If just thinking about the word “elder care” has you turning gray, take a deep breath.
Since 2008, I have met with hundreds of adult children, grandchildren, spouses, friends, nieces, nephews and siblings of someone in need of elder care. Every one of them was stressed.
Many were stressed to the point of tears because their best efforts were not working. But guilt and frustration became comical when I asked them to step back and look at the big picture of what they are asking of themselves.
One person trying to provide 24-hour care for another person is impossible. It isn’t a “one-person” job.
Think of all the offers of help that come in when a new mom has a baby. We worry that she’s not getting enough rest with the frequent feedings and diaper changes. We bring food and babysitting offers to help her through the rough months.

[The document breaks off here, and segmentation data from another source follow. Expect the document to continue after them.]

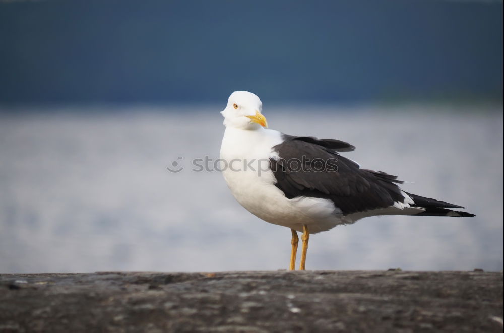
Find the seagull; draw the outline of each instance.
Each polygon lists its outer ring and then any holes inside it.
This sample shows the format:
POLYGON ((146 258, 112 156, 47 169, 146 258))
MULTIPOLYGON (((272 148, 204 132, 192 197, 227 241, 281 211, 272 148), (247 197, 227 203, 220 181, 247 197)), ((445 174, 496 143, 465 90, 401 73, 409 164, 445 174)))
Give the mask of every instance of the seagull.
POLYGON ((233 196, 264 221, 290 228, 289 269, 295 269, 302 233, 300 270, 306 269, 310 234, 376 215, 472 217, 462 206, 403 191, 403 182, 361 169, 340 154, 355 149, 335 139, 296 137, 268 129, 255 94, 235 91, 221 112, 226 129, 220 158, 233 196))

Take that new mom (or dad) and age her by 30 years, so she may be dealing with her own health problems. Then make that new baby a fully grown adult with “new baby” needs. Add a second baby (another parent) and add the ability to argue with, throw guilt at, and walk (or drive!) away from you. Do you seriously think you should be able to handle elder care alone?

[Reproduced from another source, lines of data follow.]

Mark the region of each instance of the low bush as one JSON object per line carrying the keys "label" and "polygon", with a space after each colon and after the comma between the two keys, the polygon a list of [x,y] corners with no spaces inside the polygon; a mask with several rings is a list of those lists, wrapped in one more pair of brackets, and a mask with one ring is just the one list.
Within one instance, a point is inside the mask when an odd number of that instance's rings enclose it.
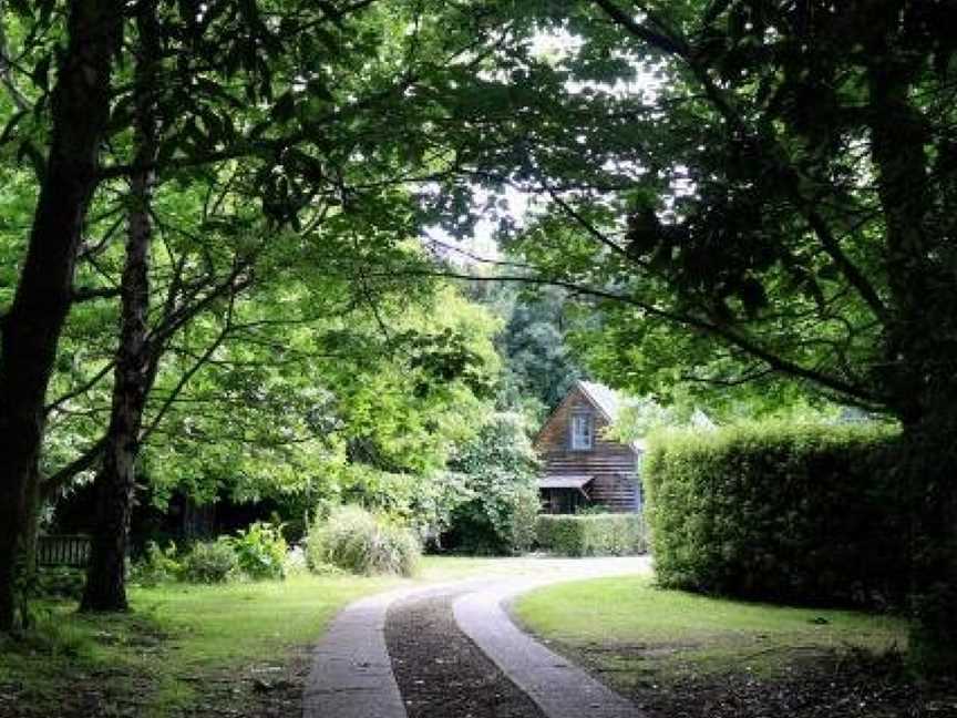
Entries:
{"label": "low bush", "polygon": [[233,542],[220,536],[193,545],[183,558],[183,578],[193,583],[224,583],[237,575],[238,566]]}
{"label": "low bush", "polygon": [[240,531],[229,543],[236,552],[239,571],[253,579],[284,578],[286,575],[286,540],[282,526],[257,521]]}
{"label": "low bush", "polygon": [[560,556],[630,556],[645,552],[645,521],[641,514],[543,514],[535,541]]}
{"label": "low bush", "polygon": [[662,434],[646,516],[668,587],[805,604],[898,604],[903,488],[886,430],[763,424]]}
{"label": "low bush", "polygon": [[337,506],[319,516],[307,542],[309,567],[325,573],[328,565],[362,575],[415,573],[421,547],[415,534],[361,506]]}
{"label": "low bush", "polygon": [[527,552],[538,513],[538,463],[522,418],[494,414],[449,465],[466,499],[451,513],[443,547],[480,555]]}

The word itself can mean so much. A search of elder care on the web can send you into more confusion. Decide what it is that you need.
Before you search, ask yourself a few questions:
What is the primary need? Think of the toughest part of the day. Do you lie awake, worrying about falls on the way to the bathroom, or, with dementia, wandering? Maybe it’s the morning hours. It’s hard enough to get yourself up, bathed, dressed, and fed, let alone another person or two.
When do you most need a break? The day might be more manageable if you can sleep at night. Or the night might be more tolerable if you know help is coming in the morning.